JOHNSTON, Iowa (AFP) — Surging White House hopeful Mike Huckabee Wednesday escaped without a scratch from a docile last Republican debate before voters start weighing in on the 2008 presidential race.
Three weeks before the Iowa caucuses kick-start the nominating process, rivals failed to wound the ordained Baptist pastor in a sedate encounter which contrasted with an increasingly acrimonious Republican race.
"I was kind of anticipating there would be blood on the floor, most of it mine, and fortunately, I came out without a Band-Aid," Huckabee later told CNN.
The former Arkansas governor who shares a hometown, Hope, with Bill Clinton, went into the debate embroiled in a new row over rival Mitt Romney's Mormonism, betraying a nasty undertone to the Republican struggle.
He was quoted in a forthcoming New York Times magazine story as saying "don't Mormons ... believe that Jesus and the devil are brothers?"
Romney said in a later television interview that using someone's religion as an attack line was "simply un-American," and Huckabee, who is courting evangelical Christians who distrust Mormonism, later apologized to his rival.
Huckabee's campaign earlier said his remarks had been taken out of context, and reaffirmed his support of universal religious tolerance.
Dennis Goldford, a professor of politics at Drake University, Iowa, said that the televised debate, which preceded a clash among Democratic candidates at the same venue on Thursday, had failed to shake up the Republican race.
"I don't think it moved any poll numbers," he said.

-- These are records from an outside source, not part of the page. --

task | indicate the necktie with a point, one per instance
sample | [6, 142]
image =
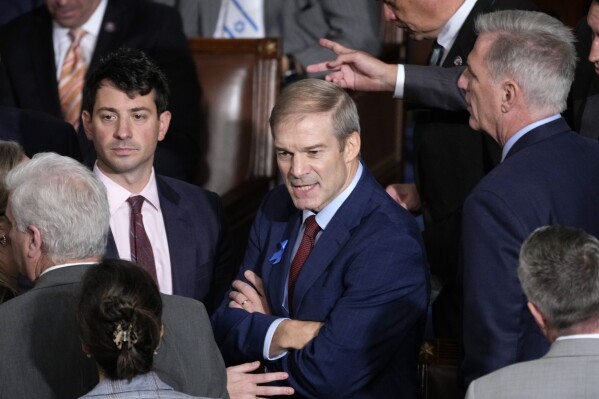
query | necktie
[302, 253]
[141, 249]
[436, 54]
[71, 79]
[241, 19]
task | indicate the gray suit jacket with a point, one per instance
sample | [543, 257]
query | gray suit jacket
[41, 354]
[353, 23]
[569, 370]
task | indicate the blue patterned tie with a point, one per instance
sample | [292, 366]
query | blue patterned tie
[141, 249]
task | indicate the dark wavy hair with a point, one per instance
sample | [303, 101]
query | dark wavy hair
[132, 72]
[120, 297]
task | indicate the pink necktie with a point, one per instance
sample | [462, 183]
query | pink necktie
[141, 249]
[71, 79]
[302, 253]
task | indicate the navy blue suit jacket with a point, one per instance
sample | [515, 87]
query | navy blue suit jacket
[28, 71]
[198, 241]
[550, 176]
[365, 279]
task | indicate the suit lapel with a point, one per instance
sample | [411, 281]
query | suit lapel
[333, 238]
[276, 275]
[539, 133]
[180, 238]
[41, 51]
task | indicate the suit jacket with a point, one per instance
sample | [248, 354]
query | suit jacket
[450, 157]
[147, 384]
[198, 240]
[28, 71]
[38, 132]
[299, 22]
[548, 177]
[42, 356]
[585, 88]
[568, 370]
[365, 279]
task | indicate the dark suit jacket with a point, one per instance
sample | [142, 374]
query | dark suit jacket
[569, 370]
[548, 177]
[585, 86]
[198, 240]
[365, 279]
[38, 132]
[450, 157]
[28, 71]
[42, 356]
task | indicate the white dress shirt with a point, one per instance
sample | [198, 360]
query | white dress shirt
[120, 215]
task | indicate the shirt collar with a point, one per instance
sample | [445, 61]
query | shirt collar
[117, 194]
[512, 140]
[326, 214]
[450, 31]
[91, 26]
[577, 336]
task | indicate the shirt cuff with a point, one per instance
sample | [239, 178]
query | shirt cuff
[400, 81]
[268, 340]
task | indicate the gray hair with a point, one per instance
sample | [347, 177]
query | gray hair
[310, 96]
[11, 153]
[535, 50]
[559, 273]
[63, 199]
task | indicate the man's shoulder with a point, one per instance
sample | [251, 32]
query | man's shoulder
[23, 23]
[185, 190]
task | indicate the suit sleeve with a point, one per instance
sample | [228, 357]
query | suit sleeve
[434, 87]
[355, 25]
[379, 313]
[493, 299]
[239, 334]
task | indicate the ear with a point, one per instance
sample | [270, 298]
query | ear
[164, 121]
[352, 146]
[87, 125]
[34, 247]
[540, 320]
[511, 93]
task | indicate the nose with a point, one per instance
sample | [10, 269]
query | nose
[463, 80]
[388, 13]
[594, 53]
[123, 129]
[299, 166]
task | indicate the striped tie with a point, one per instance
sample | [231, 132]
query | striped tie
[302, 254]
[71, 79]
[141, 249]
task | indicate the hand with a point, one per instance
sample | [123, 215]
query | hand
[293, 334]
[242, 384]
[251, 299]
[405, 195]
[356, 70]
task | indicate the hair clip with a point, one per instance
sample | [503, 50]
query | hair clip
[124, 335]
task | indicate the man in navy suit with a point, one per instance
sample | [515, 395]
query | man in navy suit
[350, 324]
[34, 45]
[125, 115]
[516, 84]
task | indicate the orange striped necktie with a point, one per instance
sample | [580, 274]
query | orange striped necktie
[72, 76]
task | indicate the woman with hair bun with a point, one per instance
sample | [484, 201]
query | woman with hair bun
[120, 326]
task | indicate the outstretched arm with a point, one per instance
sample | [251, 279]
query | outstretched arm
[356, 70]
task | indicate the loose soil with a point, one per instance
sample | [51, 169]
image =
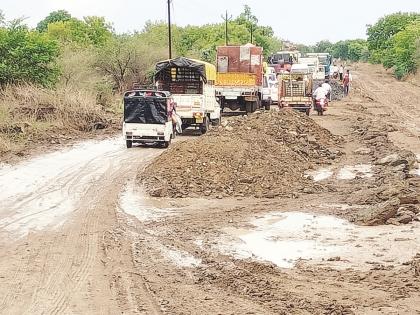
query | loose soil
[116, 250]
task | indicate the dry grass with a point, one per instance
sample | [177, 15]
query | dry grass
[33, 114]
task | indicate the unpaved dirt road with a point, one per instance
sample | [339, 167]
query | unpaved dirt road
[80, 237]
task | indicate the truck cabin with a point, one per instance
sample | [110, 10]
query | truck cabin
[147, 107]
[181, 76]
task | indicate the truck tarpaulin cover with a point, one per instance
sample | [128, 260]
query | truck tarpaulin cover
[145, 110]
[180, 62]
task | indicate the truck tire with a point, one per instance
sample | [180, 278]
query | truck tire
[267, 105]
[248, 107]
[205, 126]
[166, 144]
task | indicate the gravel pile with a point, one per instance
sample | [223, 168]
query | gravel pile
[262, 155]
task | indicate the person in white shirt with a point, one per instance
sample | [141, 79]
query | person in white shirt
[341, 72]
[327, 88]
[320, 93]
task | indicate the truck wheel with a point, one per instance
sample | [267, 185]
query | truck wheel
[267, 105]
[205, 126]
[248, 107]
[166, 144]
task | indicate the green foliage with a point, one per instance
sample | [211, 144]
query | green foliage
[392, 42]
[55, 16]
[382, 31]
[91, 31]
[401, 55]
[128, 59]
[27, 56]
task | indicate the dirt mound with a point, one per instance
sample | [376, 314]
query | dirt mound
[262, 155]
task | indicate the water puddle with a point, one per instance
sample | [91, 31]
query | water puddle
[133, 202]
[42, 191]
[416, 171]
[350, 172]
[180, 258]
[345, 173]
[319, 175]
[285, 238]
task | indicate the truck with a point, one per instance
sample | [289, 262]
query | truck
[313, 65]
[324, 60]
[270, 92]
[295, 89]
[239, 77]
[282, 61]
[191, 83]
[148, 117]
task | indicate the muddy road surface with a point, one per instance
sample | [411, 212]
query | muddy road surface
[80, 235]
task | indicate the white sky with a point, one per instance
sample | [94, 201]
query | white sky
[334, 20]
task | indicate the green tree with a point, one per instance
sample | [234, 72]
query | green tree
[91, 31]
[55, 16]
[27, 56]
[380, 34]
[323, 46]
[402, 52]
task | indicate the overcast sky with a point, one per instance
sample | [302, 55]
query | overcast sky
[292, 20]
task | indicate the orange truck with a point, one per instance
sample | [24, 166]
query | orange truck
[239, 77]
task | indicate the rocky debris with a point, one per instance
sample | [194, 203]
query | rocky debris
[380, 213]
[362, 151]
[263, 155]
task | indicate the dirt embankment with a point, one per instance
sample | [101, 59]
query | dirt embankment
[262, 155]
[34, 119]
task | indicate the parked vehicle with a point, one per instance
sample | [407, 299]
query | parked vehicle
[239, 77]
[312, 64]
[282, 61]
[295, 89]
[148, 117]
[325, 61]
[270, 91]
[192, 85]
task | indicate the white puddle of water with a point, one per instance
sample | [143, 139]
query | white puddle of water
[180, 258]
[319, 175]
[417, 170]
[40, 192]
[133, 202]
[350, 172]
[284, 238]
[347, 172]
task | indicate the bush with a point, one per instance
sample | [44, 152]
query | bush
[401, 55]
[27, 56]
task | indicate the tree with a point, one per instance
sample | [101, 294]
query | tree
[382, 32]
[401, 54]
[126, 60]
[323, 46]
[55, 16]
[27, 56]
[92, 30]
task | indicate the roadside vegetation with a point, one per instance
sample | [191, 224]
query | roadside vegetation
[393, 41]
[73, 71]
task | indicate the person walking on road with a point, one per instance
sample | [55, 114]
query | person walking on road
[327, 87]
[347, 79]
[341, 72]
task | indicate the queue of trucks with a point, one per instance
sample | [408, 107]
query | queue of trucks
[196, 93]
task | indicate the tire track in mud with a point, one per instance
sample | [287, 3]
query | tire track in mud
[68, 268]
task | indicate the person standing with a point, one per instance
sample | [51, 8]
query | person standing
[341, 72]
[347, 79]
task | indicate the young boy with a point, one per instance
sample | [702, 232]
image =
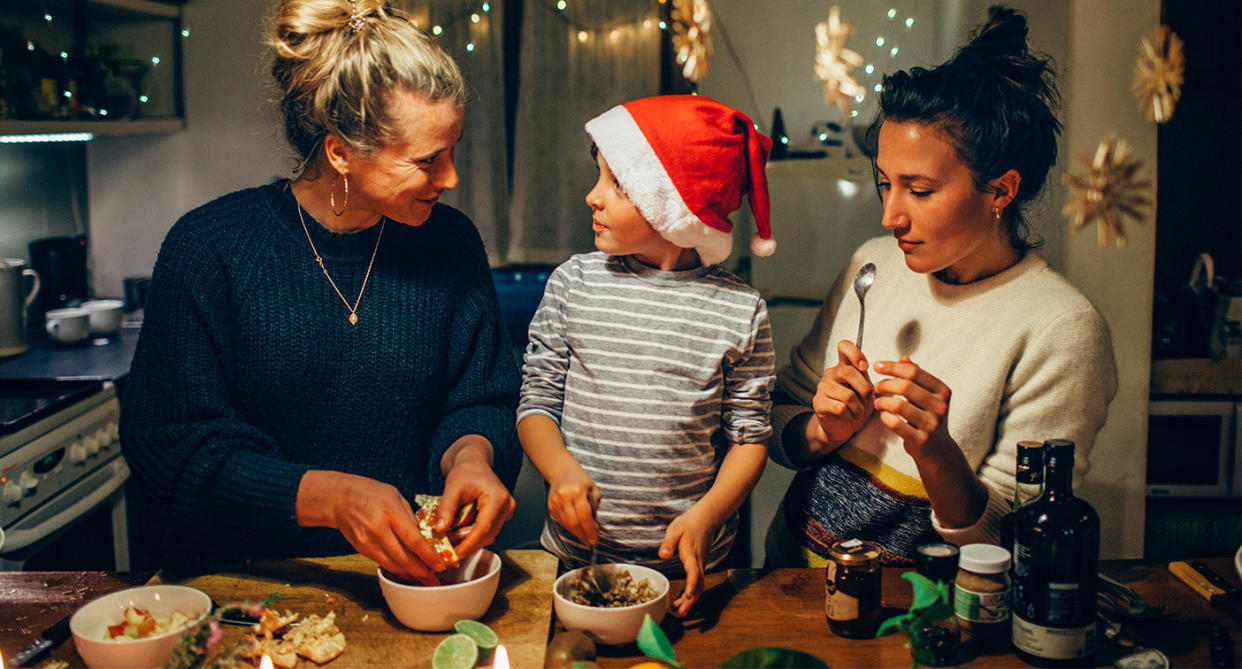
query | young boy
[646, 382]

Romney, the former governor of Massachusetts, led polls in Iowa for months after pouring millions of dollars into the state, but has seen Huckabee, a favorite of evangelical Christians, romp past him in recent weeks.
A loss in Iowa for Romney would be a hammer blow, as he is banking on a victory in the state and in the New Hampshire primary five days later to turn him into a serious player nationwide.
While in past debates, Huckabee appeared light-hearted, he dropped the wisecracks Wednesday, apparently trying to look presidential in a manner appropriate to his new top-tier status.
Climate change, a hot button issue among Democrats, who get their own last-chance debate on Thursday, made a rare appearance in the Republican race.
Senator John McCain and former New York mayor Rudolph Giuliani both declared global warming was real -- risking the ire of some conservatives who still reject scientific findings that man is worsening climate change.
"It's real, we have got to address it," said McCain, who is trying to bounce back after a campaign slump earlier this year.
Foreign policy was all but absent from the debate and the moderator, the editor of a local newspaper, strangely prohibited questions on Iraq or illegal immigration, two top issues.
Fred Thompson, the candidate who jumped into the race in September, but has failed to catch fire, squeezed in the best lines of the debate, and also warned "a good chunk" of the multi-trillion dollar US debt was owned by China.
"We're bankrupting the next generation, without any question," the former senator and screen star said.
Huckabee's sunny demeanor has also been tested in recent days as he fought off a controversy over a 1992 statement that AIDS patients should be quarantined, telling Fox News he would probably "say things a little differently" now.
A CBS/New York Times poll published Tuesday found the Republican race had undergone a sharp transformation in the last two months.
In October, Huckabee had just four percent in national polls -- now he is snapping at long-time front-runner Rudolph Giuliani's heels with 21 percent, compared to 22 percent for the former New York mayor.
The latest average of Iowa polls by website Realclearpolitics.com gives Huckabee a six percent lead in the state.
Giuliani has not deployed significant resources in Iowa, reasoning that his liberal social record is unlikely to win favor among social conservatives, which dominate the Republican electorate in the state.